With major data breaches at the NHS, Uber and Equifax earlier this year, more and more companies are paying attention to cyber security threats and are demanding more effective tools and risk management mechanisms to strengthen their operations from the core. However, according to government figures, companies in the UK overestimate their levels of protection and there is a general misconception of what cyber protection means. Only 20% of businesses have formal policies on the issue or have established specific corporate area to assess the risk, including trained staff.
In this regard, SolarWinds MSP’s 2017 Cybersecurity Preparedness survey, analysing over 400 companies in the UK and US, found that despite 87% of companies feeling confident about their cybersecurity preparedness, only 29% of businesses were not breached, meaning that this confidence is misplaced and that cybersecurity risks are constantly underestimated. With an average cost per breach of around £59k for small businesses and £724 for medium/large enterprises, investment in cybersecurity and data protection is a must, but as experience has proven, businesses remain reluctant and quite naive about it.
According to this survey, there are seven major cybersecurity pitfalls that explain the high vulnerability figures:
1. Major inconsistencies in security policies, which are not reliably applied.
2. Lack of training is resulting in negligent practices.
3. General short-sightedness regarding cybersecurity technologies deployed by global companies.
4. Complacency within companies hinders real diagnosis of vulnerabilities.
5. Businesses are still inflexible regarding new technologies after a breach.
6. There is stagnation in prevention techniques.

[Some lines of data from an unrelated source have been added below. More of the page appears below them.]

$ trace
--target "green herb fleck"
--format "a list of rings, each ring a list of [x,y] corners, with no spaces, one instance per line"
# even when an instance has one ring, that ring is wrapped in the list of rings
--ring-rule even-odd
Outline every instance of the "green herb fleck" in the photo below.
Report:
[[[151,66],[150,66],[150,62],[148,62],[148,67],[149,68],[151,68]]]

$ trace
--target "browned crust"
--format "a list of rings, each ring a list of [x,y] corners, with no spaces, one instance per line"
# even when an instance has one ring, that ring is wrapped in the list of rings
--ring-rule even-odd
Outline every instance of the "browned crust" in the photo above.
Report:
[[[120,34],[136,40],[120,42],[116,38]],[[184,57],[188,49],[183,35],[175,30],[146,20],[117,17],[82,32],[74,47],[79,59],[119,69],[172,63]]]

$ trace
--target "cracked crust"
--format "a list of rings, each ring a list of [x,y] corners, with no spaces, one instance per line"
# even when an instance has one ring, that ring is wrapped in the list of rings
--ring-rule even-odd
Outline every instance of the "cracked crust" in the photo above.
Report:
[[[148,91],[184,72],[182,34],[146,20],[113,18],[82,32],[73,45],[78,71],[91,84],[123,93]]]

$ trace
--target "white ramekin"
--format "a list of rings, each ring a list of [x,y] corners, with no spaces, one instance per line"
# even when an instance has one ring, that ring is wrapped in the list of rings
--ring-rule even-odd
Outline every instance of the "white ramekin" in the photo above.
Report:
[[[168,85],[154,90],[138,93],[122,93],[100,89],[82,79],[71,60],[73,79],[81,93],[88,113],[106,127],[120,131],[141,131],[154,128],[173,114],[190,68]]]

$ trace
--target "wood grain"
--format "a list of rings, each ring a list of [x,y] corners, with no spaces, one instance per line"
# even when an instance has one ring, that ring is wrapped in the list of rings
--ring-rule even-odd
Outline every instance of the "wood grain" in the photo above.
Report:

7. Business need to avoid lethargy regarding detection, response and detection times.
Enterprises need to learn from their past mistakes to effectively tackle an invisible enemy and set the basis for a new global protection scheme. For instance, the implementation of the General Data Protection Regulation (GDPR) in the European Union is a step forward to enforce a common legal and operational approach to data protection for global companies in the EU and even those doing business with any EU country or managing EU residents’ personal data. This could ultimately lead to a global legal scheme. This new set of rules will ensure that data collection and administration is done under legal and strict conditions. Data must be processed transparently and fairly for legitimate purposes, obliging companies to protect data owners from misuses and exploitation while protecting firms from cybercrime.
"WITH ONLY MONTHS LEFT BEFORE ITS APPLICATION, ENTERPRISES ARE AT A CRUCIAL POINT IN THE TRANSFORMATION OF DATA PROCESSING STRUCTURES AND THE CREATION OF NEW CORPORATE POLICIES".
That said, under the GDPR, companies are liable for any data breach that could harm data users and are obliged to disclose it to customers. They also must comply with several legal requirements when storing, managing and protecting private and public data. Therefore, compliance measures must be taken seriously, and more than being seen as an expensive and inconvenient task, as many companies in the UK have publicly expressed, they must be seen as an opportunity to improve security practices, create new business and expand the foundations of global business in the already cybernetic world.
According to the European Commission, applying the GDPR will create a uniform legal frame that solves the problem of inconsistent and sometimes opposing national laws in the EU. Furthermore, the financial benefits of its implementation are estimated at £2bn per year. Also, in its implementation phase, it has the potential to generate much business in the areas of virtual data rooms, identity theft protection, advanced penetration testing, artificial intelligence, network monitoring and niche security.
With only months left before its application, enterprises are at a crucial point in the transformation of data processing structures and the creation of new corporate policies. In this process, they are due to transform their cybersecurity structures into transversal mechanisms concerning every area of the company and not just the IT department. Recognising the magnitude of their vulnerabilities, investing in technology platforms, enhancing governmental and corporate cooperation and opening channels to cover the skills gap in the cybersecurity sector are therefore fundamental for enterprises preparing for the implementation of the GDPR and seeking to take advantage of the potential benefits of this legislation.